The Graduate Institute at St. John’s College Santa Fe
As a student in the Graduate Institute at St. John’s College, Santa Fe, you will engage questions fundamental to the human experience in a setting unparalleled for its high-desert beauty, known for fostering clarity of mind and spirit.
At the Santa Fe campus, we offer graduate degrees in Liberal Arts and Eastern Classics.
What can an encounter with the world’s great thinkers teach us about our place in the world? At the St. John’s College Graduate Institute we read the works of thinkers like Plato, Lucretius, Euclid, Descartes, Shakespeare, and Nietzsche in our Western Liberal Arts Program, and works like the Bhagavadgita, the Upanishads, the Tao Te Ching and Kalidasa in our Eastern Classics Program. We read these works together, in small seminars and tutorials, not to learn about the books and their authors, but to learn from them.

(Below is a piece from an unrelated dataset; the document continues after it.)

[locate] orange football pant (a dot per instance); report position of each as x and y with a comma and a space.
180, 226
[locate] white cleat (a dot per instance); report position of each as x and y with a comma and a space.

There are no lectures at St. John’s. All classes are conversations and we rely on primary sources rather than textbooks. Though you will write copiously at St. John’s, conferences, called “orals,” take the place of written examinations. You meet one-on-one with your tutor—the designation given to faculty members at St. John’s—to talk more deeply about ideas of particular interest that have come up in relation to the readings and the larger class discussions.
Graduate classes meet during 16-week semesters in the fall and spring and during an eight-week summer semester. The heart of the curriculum is the seminar, in which 17–21 students engage in a discussion initiated by a tutor’s question about the assigned reading. In the tutorial, 12–16 students focus more intensively on smaller assignments—mathematical proofs, short literary texts, or dense arguments of philosophy or political theory. The preceptorial, with 6–12 students, engages in the study of a single book or topic and requires that students write a substantial paper.
During fall and spring terms, classes meet twice a week, in late afternoons and evenings. Classes meet twice as often during the summer. Students may matriculate in any of the three sessions and take segments in any order compatible with the sequence of offerings. An optional master’s essay may be written by students who have completed at least two terms.
Why Faculty are Called Tutors
St. John’s faculty members are referred to as “tutors” rather than “professors” to signify that it is not their chief role to profess or lecture—but to guide students through the program of study. Most hold doctorates in particular fields but all teach across the curriculum. In seminars, tutorials, laboratories, and preceptorials, tutors shape discussion by asking questions, supplying helpful examples, and encouraging students to explore the implications of their own statements. During class, tutors actively listen as students work through the difficulties of a text or scientific proposition, raising questions along the way but allowing students to arrive at answers for themselves.